Overview

    The audit reconciliation is based on the log reporting time, and each service participating in the audit will conduct real-time reconciliation according to the same log time. Through audit reconciliation, we can clearly understand InLong The transmission status of each module, and whether the data stream is lost or repeated

    1. The audit SDK is nested in the service that needs to be audited, audits the service, and sends the audit result to the audit access layer
    2. The audit proxy writes audit data to MQ (Pulsar or TubeMQ)
    3. The distribution service consumes the audit data of MQ, and writes the audit data to MySQL and Elasticsearch
    4. Application scenarios mainly include report display, audit reconciliation, etc.

    Audit Dimension

    Audit ID

    The receiving and sending of each module are respectively an independent audit item ID

    The transmission protocol between sdk, access layer, and distribution layer is Protocol Buffers

    Audit SDK Implementation Details

    1. Support local disaster recovery 2. Data Uniqueness 3. Reduce data loss caused by abnormal restart

    Main Logic Diagram

    Overview - 图2

    1. The sdk provides the add interface externally. The parameters are: audit_id, inlong_group_id, inlong_stream_id, number, size.
    2. The sdk uses log time+audit_id+inlong_group_id+inlong_stream_id as the key to perform real-time statistics.
    3. When the sending cycle is satisfied or the business program is actively triggered, the SDK will package the statistical results with the PB protocol and send the audit access layer.
    4. If (4) fails to send, put it into the failure queue, and continue to send in the next cycle.
    5. When the failure queue is greater than the threshold, perform disaster recovery through local files.

    Service Discovery

    Disaster Recovery

    1. When the SDK fails to send the access layer, it will be placed in the failure queue.
    2. When the failure queue reaches the threshold, it will be written to the local disaster recovery file.
    3. When the local disaster recovery file reaches the threshold, the old data will be eliminated (eliminated by time).
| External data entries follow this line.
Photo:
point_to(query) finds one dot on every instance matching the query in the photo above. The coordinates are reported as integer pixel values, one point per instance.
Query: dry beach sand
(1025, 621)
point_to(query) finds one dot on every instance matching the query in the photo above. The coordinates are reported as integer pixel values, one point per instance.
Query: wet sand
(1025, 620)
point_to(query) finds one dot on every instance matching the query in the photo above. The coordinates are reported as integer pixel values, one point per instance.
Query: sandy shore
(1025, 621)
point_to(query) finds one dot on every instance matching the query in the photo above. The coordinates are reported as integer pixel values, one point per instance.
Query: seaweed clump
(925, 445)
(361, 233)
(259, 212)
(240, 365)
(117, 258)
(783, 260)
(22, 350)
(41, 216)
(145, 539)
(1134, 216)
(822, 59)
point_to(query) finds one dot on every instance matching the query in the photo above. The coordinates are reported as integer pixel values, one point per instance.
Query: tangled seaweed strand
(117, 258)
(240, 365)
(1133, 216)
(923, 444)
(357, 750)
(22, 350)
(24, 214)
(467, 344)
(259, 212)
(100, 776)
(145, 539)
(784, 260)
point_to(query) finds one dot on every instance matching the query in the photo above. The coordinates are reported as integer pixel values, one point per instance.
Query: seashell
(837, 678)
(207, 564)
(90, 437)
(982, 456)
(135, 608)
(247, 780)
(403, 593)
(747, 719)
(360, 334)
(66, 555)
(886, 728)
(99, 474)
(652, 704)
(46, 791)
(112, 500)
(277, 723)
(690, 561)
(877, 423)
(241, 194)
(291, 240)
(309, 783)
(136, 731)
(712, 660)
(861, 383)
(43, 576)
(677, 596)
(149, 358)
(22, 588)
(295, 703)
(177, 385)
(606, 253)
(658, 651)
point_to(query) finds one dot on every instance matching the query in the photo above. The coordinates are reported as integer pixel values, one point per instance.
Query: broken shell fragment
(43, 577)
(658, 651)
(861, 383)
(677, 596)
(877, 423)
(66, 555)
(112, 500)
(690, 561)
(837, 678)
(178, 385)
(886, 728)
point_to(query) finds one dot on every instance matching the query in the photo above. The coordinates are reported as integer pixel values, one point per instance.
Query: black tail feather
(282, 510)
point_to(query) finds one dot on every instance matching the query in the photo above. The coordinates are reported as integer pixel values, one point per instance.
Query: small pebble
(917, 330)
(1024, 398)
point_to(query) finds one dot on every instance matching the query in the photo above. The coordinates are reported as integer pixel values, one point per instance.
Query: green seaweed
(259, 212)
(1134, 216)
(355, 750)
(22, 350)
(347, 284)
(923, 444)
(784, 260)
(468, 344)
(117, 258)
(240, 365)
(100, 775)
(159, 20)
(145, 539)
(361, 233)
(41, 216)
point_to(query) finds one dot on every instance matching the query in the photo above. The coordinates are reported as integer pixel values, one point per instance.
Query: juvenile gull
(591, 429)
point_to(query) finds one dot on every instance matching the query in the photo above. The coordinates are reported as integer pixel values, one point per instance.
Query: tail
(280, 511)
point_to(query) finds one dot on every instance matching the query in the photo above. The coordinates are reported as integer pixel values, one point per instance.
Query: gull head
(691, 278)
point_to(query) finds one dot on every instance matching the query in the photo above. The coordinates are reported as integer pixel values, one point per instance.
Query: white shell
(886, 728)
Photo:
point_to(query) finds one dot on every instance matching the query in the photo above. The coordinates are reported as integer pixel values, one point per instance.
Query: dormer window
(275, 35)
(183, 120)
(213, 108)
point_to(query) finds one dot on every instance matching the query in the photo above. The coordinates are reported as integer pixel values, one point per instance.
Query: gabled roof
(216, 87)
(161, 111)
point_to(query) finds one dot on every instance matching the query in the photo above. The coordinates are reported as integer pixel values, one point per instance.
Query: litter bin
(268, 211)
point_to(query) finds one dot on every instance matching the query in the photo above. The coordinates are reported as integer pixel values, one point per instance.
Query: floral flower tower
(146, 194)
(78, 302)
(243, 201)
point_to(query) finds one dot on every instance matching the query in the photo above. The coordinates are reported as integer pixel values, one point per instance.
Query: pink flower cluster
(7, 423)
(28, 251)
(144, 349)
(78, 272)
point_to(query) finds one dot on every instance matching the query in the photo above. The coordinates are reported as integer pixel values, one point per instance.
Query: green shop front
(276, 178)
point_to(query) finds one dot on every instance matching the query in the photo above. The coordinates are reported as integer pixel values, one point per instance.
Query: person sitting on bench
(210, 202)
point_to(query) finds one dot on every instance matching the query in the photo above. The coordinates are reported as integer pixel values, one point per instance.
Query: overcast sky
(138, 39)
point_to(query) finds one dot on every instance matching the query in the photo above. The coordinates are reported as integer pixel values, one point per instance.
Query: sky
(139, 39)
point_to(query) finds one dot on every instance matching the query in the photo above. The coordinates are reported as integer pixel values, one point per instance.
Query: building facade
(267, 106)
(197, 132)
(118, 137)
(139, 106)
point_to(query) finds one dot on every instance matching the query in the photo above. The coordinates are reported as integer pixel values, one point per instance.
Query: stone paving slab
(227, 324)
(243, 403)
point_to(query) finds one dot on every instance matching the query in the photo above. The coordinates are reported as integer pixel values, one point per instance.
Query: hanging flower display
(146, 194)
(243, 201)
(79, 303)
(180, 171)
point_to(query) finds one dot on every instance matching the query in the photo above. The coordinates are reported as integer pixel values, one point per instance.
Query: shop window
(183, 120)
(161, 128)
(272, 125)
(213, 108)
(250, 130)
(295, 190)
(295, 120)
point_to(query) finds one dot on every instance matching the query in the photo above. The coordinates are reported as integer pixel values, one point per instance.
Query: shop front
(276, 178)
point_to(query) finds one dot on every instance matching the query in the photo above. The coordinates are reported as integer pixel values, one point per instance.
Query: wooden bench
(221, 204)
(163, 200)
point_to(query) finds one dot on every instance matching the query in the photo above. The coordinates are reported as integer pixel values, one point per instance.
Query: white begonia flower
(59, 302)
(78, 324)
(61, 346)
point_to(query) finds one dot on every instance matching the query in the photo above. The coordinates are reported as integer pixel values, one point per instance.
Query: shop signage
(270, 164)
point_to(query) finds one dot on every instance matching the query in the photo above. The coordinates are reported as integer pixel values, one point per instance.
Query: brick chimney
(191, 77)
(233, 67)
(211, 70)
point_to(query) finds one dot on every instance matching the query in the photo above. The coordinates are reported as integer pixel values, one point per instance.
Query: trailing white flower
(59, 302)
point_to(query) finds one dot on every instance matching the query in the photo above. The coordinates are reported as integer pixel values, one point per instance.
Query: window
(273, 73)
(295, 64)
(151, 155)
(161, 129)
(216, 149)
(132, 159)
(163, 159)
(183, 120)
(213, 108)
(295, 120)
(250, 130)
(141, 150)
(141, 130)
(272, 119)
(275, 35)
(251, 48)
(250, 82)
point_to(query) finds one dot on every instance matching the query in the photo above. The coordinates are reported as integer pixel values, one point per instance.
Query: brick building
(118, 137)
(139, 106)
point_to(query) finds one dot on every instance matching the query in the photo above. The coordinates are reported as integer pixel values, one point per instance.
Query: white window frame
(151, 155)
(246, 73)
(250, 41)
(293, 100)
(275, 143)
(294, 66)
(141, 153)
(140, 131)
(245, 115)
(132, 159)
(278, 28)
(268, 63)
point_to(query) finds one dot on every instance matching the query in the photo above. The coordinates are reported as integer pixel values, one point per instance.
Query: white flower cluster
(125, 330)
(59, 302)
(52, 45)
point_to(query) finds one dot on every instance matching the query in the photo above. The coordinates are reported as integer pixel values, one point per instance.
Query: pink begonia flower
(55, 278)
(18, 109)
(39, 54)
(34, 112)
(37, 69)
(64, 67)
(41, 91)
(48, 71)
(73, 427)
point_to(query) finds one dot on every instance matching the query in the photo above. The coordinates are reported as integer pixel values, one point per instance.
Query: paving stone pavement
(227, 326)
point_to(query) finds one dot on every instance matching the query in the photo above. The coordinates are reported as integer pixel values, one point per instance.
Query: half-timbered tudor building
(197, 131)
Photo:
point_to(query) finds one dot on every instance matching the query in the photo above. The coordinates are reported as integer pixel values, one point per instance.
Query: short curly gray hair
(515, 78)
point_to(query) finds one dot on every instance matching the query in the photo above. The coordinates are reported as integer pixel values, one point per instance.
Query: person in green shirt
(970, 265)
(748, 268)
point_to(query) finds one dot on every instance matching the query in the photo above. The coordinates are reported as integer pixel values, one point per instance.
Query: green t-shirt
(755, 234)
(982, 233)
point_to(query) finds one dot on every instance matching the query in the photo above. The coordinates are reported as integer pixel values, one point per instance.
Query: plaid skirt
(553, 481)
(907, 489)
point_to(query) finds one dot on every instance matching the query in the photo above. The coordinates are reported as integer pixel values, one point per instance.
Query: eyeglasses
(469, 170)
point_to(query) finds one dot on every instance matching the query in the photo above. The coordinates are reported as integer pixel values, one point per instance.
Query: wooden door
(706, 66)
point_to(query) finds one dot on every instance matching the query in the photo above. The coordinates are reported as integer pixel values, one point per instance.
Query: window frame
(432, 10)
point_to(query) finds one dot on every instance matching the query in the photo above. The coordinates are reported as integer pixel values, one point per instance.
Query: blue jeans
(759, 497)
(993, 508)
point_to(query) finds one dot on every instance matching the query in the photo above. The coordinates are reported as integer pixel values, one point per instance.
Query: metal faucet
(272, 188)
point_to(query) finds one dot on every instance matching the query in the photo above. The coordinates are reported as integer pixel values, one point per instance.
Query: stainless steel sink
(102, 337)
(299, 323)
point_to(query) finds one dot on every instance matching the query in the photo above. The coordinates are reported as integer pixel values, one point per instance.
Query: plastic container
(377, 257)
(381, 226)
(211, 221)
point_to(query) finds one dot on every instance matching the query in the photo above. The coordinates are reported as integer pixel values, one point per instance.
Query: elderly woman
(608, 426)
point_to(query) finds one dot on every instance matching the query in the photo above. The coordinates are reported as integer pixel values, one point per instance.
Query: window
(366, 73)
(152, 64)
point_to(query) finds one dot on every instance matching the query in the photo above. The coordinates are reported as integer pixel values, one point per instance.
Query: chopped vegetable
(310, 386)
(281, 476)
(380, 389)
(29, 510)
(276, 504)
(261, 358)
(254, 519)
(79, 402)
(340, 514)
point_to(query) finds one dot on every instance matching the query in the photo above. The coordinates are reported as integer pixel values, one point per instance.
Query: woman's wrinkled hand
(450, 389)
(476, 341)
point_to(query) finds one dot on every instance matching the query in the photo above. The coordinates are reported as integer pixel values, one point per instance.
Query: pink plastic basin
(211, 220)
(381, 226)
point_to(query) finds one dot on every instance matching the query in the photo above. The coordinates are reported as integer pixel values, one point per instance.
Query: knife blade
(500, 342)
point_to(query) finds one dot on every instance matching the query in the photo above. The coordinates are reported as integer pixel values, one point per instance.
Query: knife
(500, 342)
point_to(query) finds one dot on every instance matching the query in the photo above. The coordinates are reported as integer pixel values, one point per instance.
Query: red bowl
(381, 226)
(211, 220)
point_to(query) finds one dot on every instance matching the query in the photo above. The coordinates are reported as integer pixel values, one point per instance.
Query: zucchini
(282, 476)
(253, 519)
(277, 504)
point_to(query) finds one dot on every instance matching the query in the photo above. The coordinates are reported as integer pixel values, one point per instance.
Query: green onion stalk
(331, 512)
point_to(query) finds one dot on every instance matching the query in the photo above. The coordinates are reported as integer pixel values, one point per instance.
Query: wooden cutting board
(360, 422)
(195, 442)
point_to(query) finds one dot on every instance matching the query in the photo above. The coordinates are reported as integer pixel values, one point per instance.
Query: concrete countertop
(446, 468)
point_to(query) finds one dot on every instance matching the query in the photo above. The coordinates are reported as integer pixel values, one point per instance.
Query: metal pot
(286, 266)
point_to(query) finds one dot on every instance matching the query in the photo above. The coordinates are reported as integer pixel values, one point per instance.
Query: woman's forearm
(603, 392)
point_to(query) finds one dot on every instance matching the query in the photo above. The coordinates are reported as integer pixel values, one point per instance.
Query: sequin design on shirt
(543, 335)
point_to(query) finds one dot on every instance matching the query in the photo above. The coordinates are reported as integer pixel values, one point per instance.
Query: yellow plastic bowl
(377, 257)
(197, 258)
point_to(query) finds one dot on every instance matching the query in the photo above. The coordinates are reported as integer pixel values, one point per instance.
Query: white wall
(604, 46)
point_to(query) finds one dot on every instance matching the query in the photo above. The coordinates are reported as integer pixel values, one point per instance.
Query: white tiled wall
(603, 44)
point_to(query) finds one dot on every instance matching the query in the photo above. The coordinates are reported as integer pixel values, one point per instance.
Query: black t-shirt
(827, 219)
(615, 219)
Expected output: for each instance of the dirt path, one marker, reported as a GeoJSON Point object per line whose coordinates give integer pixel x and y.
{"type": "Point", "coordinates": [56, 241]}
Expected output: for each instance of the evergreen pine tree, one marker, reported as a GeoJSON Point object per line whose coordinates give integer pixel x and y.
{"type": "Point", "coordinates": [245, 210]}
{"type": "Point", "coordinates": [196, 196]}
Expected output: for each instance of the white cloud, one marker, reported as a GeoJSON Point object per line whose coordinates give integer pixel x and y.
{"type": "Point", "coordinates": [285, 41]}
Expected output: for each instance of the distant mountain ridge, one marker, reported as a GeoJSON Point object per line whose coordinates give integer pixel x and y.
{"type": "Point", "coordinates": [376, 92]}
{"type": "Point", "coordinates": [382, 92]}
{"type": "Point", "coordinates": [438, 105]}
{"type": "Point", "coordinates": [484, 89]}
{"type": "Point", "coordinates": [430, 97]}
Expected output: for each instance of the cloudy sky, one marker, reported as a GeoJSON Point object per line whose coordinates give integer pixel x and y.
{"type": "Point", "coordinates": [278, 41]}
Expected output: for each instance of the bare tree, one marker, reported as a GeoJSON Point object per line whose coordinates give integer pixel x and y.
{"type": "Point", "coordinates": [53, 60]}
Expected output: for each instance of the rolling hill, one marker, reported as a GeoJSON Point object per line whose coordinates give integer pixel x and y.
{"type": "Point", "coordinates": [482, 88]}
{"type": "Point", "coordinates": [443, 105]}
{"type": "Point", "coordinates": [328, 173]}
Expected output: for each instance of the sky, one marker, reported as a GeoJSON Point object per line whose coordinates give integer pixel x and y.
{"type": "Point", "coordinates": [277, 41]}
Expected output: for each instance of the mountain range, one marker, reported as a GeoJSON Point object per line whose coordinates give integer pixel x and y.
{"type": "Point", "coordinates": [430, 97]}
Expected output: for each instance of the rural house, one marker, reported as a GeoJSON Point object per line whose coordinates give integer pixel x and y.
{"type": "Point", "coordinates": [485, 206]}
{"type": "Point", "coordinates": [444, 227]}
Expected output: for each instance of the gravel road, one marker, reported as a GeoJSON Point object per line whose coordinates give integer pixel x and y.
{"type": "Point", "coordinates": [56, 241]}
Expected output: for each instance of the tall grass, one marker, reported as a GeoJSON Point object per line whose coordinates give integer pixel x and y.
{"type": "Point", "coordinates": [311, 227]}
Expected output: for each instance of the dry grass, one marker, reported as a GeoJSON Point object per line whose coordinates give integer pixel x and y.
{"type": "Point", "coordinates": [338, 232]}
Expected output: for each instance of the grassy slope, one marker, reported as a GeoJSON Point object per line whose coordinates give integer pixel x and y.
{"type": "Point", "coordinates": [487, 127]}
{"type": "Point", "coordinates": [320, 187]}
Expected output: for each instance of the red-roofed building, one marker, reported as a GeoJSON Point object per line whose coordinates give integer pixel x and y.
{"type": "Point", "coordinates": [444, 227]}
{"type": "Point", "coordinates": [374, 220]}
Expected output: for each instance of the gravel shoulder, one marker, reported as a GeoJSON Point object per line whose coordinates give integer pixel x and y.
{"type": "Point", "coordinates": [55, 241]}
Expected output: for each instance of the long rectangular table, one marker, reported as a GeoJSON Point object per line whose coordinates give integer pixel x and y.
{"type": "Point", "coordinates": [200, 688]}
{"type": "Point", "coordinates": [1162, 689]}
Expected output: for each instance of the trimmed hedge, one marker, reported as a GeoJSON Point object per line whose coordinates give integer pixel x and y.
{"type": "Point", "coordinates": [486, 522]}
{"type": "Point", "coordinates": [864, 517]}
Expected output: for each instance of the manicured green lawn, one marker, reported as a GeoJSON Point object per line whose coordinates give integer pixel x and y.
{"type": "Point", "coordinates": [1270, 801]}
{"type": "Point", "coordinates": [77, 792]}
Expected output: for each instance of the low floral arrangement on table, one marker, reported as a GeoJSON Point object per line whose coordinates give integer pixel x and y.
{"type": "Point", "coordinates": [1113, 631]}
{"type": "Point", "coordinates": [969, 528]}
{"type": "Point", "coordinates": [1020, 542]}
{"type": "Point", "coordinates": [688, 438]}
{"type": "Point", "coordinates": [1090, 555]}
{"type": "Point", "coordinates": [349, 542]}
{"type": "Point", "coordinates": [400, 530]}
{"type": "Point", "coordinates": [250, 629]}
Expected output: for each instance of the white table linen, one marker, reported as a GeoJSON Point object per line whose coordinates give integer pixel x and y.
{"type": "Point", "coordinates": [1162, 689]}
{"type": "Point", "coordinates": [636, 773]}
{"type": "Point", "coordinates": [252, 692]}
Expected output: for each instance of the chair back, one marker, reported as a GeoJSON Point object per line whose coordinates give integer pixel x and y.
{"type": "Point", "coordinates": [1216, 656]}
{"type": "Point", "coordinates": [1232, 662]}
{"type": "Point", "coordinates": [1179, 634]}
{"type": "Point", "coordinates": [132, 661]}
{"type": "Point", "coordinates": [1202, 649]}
    Access layer Implementation

    Target

    1.High reliability
    2.at least once

    Main Logic Diagram

    Overview - 图4

    1. After the access layer receives the packet sent by the sdk, it writes the message queue.
    2. After writing the message queue successfully, return success to the sdk.
    3. The data protocol of the message queue is the PB protocol.
    4. Set the ack of the write message queue to -1 or all.

    1. High real-time performance (minute level) 2. Can operate tens of billions of audit data per day 3. Can be deduplicated

    Main Logic Diagram

    1. Distribution service AuditDds consumes messages in real time.
    2. According to the audit ID in the audit data, route the data to the corresponding Elasticsearch cluster.
    3. Each audit ID corresponds to an Elasticsearch index.

    Elasticsearch Index Design

    Index Name

    The index name consists of date + audit item ID, such as 20211019_1, 20211019_2.

    Index Field Schema

    Elasticsearch Index Storage Period

    Elasticsearch Write Design

    The relationship between inlong_group_id, inlong_stream_id, audit ID and Elasticsearch index

    Overview - 图6 The relationship between inlong_group_id, inlong_stream_id, audit ID and Elasticsearch index is 1:N in system design and service implementation

    Write Routing Policy

    Use inlong_group_id and inlong_stream_id to route to Elasticsearch shards to ensure that the same inlong_group_id and inlong_stream_id are stored in the same shard When writing the same inlong_group_id and inlong_stream_id to the same shard, when querying and aggregating, only one shard needs to be processed, which can greatly improve performance

    Optional DeduplicationBy doc_id

    Elasticsearch is resource-intensive for real-time deduplication. This function is optional through configuration.

    Use bulk to write, each batch of 5000, improve the write performance of the Elasticsearch cluster

    MySQL Distribution Implementation

    Target

    1. High real-time performance (minute level)
    2. Simple to deploy
    3. Can be deduplicated

    Main Logic Diagram

    Overview - 图8 MySQL distribution supports distribution to different MySQL instances according to the audit ID, and supports horizontal expansion.

    Usage introduction

    1. When the audit scale of the business is relatively small, less than ten million per day, you can consider using MySQL as the audit storage. Because the deployment of MySQL is much simpler than that of Elasticsearch, the resource cost will be much less.

    Main Logic Diagram

    UI Interface Display

    The front-end page pulls the audit data of each module through the interface layer and displays it.